Victor Hugo a écrit : «Dieu a créé l’eau, mais c’est l’Homme qui a inventé le vin». Si donc c’est l’Homme qui fait le vin (et puisque là où il y a de l’homme il y a nécessairement de l’hommerie), un doute est possible : le vin peut-il être un produit «naturel»?

Bien sûr que oui répondent ceux qui font les lois qui gouvernent les Hommes. La législation européenne le prouve en donnant la définition légale suivante du vin : boisson issue de la fermentation de jus de raisins frais. Quoi de plus naturel que de laisser tout naturellement fermenter le jus d’un fruit si généreusement donné à l’Homme par Dieu.

Pourtant, ceux qui font la Loi ont aussi permis quelques aménagements avec la nature, toujours si (trop) capricieuse.

Pour faire de bons raisins, les vignerons européens peuvent le plus légalement du monde y aller joyeusement avec plein de poudres magiques. Les produits chimiques de synthèse, herbicides, fongicides, pesticides et autres poisons homicides sont libéralement épandus sur leurs vignes.

Une fois les raisins cueillis, il faut encore transformer leur jus en vin. La fermentation est aussi un processus naturel. Ici encore les législateurs européens ont cependant autorisé les vinificateurs à recourir à certaines mesures pour « aider » la nature à faire correctement son travail.

Voici une petite liste de produits autorisés (Liste comparative des traitements oenologiques autorisés)(1) pour faire du «bon» vin. (2)

Pour provoquer la fermentation alcoolique, il est nécessaire de faire intervenir des enzymes contenus dans une levure. Les adeptes du bio s’en tiennent aux levures naturelles contenues dans la pruine (une fine couche blanchâtre) qui recouvre les raisins. Le plus souvent, les vinificateurs vont cependant utiliser des levures sélectionnées achetées dans le commerce. En Europe, les différentes catégories d’enzymes exogènes autorisées sont les beta glucanases, les pectolytiques, les carbohydrases et les uréases. C’est quand même moins qu’aux États-Unis où l’on autorise aussi les catalases, les cellulases, le glucose oxydase et les protéases.

Pour faciliter les processus de fermentation, la législation européenne autorise aussi l’ajout dans le vin de lies fraîches, mais aussi de bisulfite d’ammonium, de chlorohydrates de thiamine, d’écorces de levures et de sulfites d’ammonium. Pour les vins mousseux, l’on peut aussi ajouter du phosphate diammonique et du sulfate d’ammonium.

Pour équilibrer un vin, il est parfois nécessaire de l’acidifier, ou de le désacidifier. Pour l’acidifier, l’Europe autorise l’ajout d’acide tartrique. Pour le désacidifier, la recette la plus noble est de provoquer, en ajoutant des bactéries lactiques au vin, la fermentation malolactique. Celle-ci permet aux enzymes de transformer les acides maliques en acides lactiques.

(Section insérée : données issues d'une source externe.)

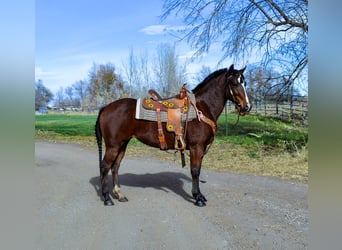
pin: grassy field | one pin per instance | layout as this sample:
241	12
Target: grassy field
257	145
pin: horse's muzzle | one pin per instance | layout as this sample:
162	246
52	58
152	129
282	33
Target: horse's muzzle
243	110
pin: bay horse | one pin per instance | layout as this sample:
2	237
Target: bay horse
116	124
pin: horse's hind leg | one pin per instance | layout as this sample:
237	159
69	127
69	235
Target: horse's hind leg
115	174
106	164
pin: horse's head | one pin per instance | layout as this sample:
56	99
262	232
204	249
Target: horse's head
237	90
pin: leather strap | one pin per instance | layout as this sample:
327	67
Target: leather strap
160	131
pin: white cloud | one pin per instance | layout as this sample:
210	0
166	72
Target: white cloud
162	29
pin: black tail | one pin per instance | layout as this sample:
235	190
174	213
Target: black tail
98	135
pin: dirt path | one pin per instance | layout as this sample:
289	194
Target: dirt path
242	212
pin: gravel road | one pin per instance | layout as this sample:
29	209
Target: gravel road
242	212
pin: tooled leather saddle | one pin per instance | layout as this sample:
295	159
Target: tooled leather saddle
174	106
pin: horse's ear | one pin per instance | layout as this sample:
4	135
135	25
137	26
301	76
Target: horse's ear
243	70
231	69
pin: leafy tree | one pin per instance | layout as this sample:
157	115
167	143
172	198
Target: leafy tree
277	30
42	95
169	74
80	90
105	85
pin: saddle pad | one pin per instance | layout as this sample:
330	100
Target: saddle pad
151	115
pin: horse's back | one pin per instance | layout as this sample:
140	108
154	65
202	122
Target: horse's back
117	116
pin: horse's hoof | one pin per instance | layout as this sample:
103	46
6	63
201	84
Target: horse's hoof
200	203
108	202
123	199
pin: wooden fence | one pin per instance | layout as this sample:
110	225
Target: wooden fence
294	109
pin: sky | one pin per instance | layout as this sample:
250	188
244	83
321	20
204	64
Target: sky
72	35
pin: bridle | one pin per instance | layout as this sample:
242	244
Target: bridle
234	101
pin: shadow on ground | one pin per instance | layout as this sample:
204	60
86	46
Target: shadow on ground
164	181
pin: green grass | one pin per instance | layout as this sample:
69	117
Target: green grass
251	131
256	145
256	130
68	125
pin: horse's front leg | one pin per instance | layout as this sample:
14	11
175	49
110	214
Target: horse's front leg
115	173
196	155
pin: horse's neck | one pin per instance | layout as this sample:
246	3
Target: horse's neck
212	101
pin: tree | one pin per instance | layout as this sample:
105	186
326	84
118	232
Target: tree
133	74
60	99
42	95
80	90
169	74
276	29
105	85
202	74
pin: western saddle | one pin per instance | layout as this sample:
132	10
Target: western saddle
174	106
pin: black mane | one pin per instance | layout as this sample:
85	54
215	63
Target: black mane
209	78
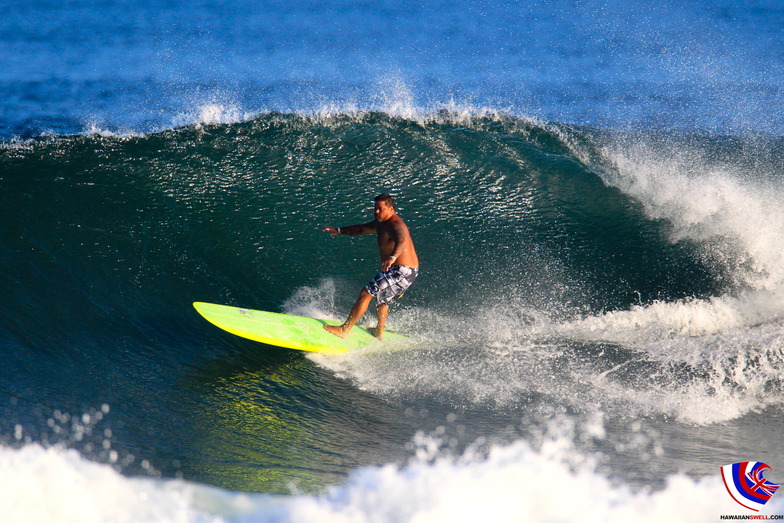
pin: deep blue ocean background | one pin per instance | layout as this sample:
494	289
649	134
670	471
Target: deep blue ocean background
595	190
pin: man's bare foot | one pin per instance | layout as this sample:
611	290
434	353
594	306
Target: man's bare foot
338	330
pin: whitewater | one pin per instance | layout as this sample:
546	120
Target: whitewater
595	192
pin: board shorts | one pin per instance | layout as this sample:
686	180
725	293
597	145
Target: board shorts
389	285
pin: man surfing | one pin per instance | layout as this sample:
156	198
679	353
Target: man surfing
399	265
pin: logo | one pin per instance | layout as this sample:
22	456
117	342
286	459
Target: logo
746	484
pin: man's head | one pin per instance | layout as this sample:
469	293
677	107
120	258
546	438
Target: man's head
384	207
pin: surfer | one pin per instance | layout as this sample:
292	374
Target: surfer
399	265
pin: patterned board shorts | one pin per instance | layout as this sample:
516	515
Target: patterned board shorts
386	286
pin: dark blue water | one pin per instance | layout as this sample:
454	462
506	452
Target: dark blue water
595	194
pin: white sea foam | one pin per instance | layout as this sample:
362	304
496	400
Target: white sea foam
504	483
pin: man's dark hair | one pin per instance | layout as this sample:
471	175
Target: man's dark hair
386	199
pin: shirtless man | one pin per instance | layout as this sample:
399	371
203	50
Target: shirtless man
399	265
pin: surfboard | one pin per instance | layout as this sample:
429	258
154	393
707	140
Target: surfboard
289	331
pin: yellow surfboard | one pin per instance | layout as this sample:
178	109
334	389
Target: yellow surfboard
287	330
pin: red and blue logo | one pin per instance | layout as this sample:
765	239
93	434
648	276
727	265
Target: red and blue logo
746	484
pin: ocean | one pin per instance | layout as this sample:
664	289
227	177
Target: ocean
595	192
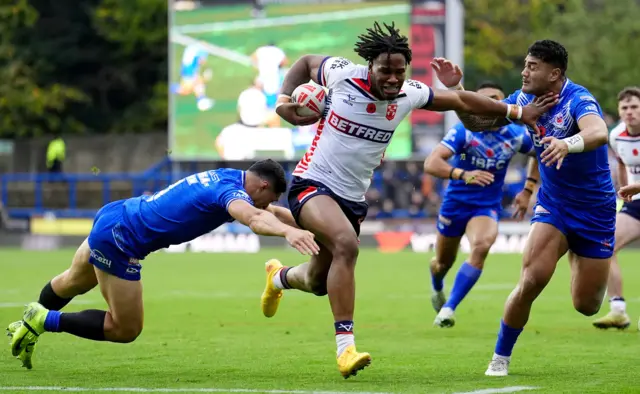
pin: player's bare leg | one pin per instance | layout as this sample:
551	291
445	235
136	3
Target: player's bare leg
124	320
627	231
441	263
588	283
545	246
310	277
322	216
482	232
78	279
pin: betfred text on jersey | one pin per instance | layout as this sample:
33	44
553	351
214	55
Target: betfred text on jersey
357	130
488	164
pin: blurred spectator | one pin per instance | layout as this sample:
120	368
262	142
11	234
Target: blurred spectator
56	151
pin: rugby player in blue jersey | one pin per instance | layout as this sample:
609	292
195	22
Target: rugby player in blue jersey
126	231
472	200
576	202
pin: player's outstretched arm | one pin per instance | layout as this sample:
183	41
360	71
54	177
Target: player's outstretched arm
302	71
593	134
265	223
479	112
622	173
283	214
436	165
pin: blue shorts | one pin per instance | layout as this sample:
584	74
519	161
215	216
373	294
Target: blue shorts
589	231
454	216
108	246
632	209
271	100
302	190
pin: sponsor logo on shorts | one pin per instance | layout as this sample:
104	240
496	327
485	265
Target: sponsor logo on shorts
540	210
99	257
132	270
443	220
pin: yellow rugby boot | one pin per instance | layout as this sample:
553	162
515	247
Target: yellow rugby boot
613	320
25	334
350	361
25	356
271	295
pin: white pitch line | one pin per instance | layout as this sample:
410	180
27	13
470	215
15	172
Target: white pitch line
511	389
23	304
213	49
244	24
174	390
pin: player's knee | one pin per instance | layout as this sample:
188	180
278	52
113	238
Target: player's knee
345	247
126	332
531	284
317	282
318	288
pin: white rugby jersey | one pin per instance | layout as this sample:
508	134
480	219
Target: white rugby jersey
355	129
627	148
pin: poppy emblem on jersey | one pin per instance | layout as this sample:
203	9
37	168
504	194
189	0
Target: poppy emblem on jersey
543	130
558	121
391	111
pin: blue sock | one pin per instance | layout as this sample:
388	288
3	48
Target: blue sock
52	322
437	283
465	279
507	338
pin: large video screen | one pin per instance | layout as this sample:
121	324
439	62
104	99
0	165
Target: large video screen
228	62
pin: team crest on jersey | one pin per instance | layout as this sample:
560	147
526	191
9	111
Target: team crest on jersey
391	111
558	121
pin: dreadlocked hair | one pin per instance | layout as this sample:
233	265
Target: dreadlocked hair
376	42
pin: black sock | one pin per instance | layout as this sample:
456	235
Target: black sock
50	300
87	324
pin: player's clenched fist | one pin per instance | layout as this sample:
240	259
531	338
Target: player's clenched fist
555	152
303	241
287	111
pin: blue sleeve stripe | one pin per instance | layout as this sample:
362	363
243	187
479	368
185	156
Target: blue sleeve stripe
451	148
588	113
233	199
320	75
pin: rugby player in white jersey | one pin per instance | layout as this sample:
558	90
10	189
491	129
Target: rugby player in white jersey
625	143
365	105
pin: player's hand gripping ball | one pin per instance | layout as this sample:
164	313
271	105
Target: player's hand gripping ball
312	97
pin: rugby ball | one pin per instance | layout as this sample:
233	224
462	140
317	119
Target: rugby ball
312	97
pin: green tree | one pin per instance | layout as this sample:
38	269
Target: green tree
498	32
100	65
602	38
28	107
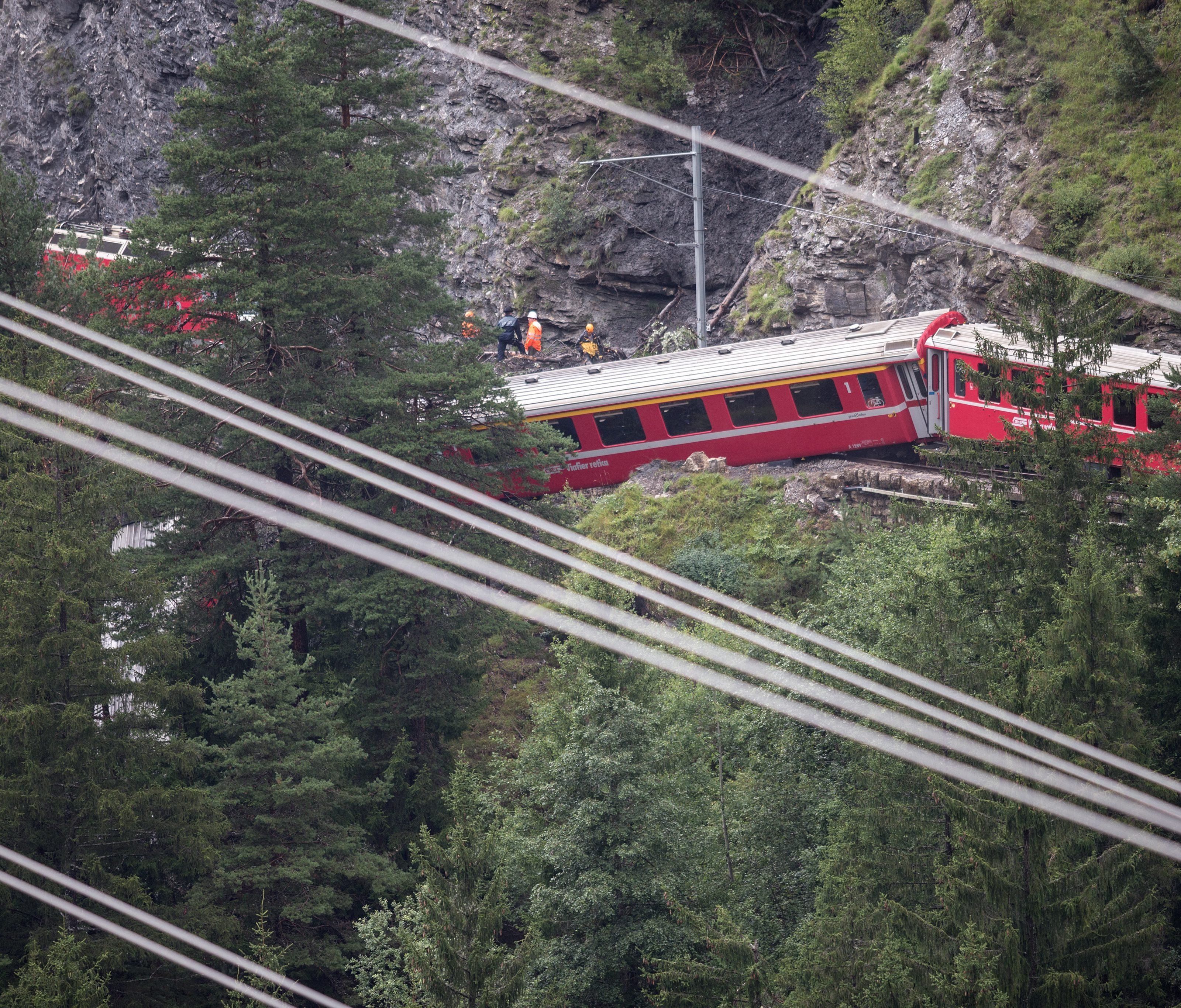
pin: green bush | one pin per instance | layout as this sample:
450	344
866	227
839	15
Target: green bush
1137	72
861	46
586	69
1073	207
1133	262
706	561
927	184
650	71
78	102
767	297
939	82
560	219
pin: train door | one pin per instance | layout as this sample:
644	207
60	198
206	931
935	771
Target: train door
937	391
915	387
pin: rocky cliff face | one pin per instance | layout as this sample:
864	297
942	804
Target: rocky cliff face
90	89
624	255
951	137
945	137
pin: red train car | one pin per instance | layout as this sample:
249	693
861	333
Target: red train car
80	245
780	398
956	405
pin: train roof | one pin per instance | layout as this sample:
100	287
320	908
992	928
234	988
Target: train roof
713	369
103	242
1123	359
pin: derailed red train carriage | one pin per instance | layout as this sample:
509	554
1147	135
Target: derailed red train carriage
781	398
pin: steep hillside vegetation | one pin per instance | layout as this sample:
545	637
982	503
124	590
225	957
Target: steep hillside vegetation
1054	125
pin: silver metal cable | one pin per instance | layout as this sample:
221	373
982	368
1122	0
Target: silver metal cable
172	931
626	585
611	641
595	608
742	153
576	539
658	598
140	941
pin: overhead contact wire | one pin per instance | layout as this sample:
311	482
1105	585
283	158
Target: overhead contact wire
140	941
172	931
807	175
611	641
591	607
653	595
558	532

Des raccourcis sont cependant aussi autorisés. Le vinificateur européen peut alors avoir recours au carbonate ou au bicarbonate de potassium, au tartrate neutre de potassium, au carbonate de calcium ou à une préparation homogène d’acide tartrique et de carbonate de calcium.

Pour acidifier, les Américains, eux, peuvent, en plus de l’acide tartrique, ajouter directement des acides fumariques, lactiques et maliques.

Pour «enrichir» un moût, il est permis de chaptaliser, c’est-à-dire d’y ajouter du saccharose (du sucre) ou des moûts concentrés rectifiés (MCR). Ces techniques permettent d’obtenir un degré alcoolique plus grand.

Une autre technique pour enrichir un vin, c’est l’élevage traditionnel en barrique. Depuis peu, l’emploi de copeaux de bois dans les moûts ou dans le vin est aussi autorisé.

Avant de mettre un vin en barrique ou en bouteille, il faut le clarifier pour le stabiliser. Pour ce faire, l’on peut utiliser des moyens mécaniques, la filtration ou la centrifugation par exemple. Plusieurs autres moyens sont aussi autorisés. Dans la panoplie disponible à ceux qui pratiquent la clarification chimique citons : l’alginate de calcium et l’alginate et les casséinates de potassium, la colle de poisson, le dioxyde de silicium, la gélatine alimentaire, la gomme arabique, le lait, la lactalbumine, des matières protéiques ou végétales, l’ovalbumine, la bentonite, le sulfate de fer et certains composés comme les diatomites et la cellulose.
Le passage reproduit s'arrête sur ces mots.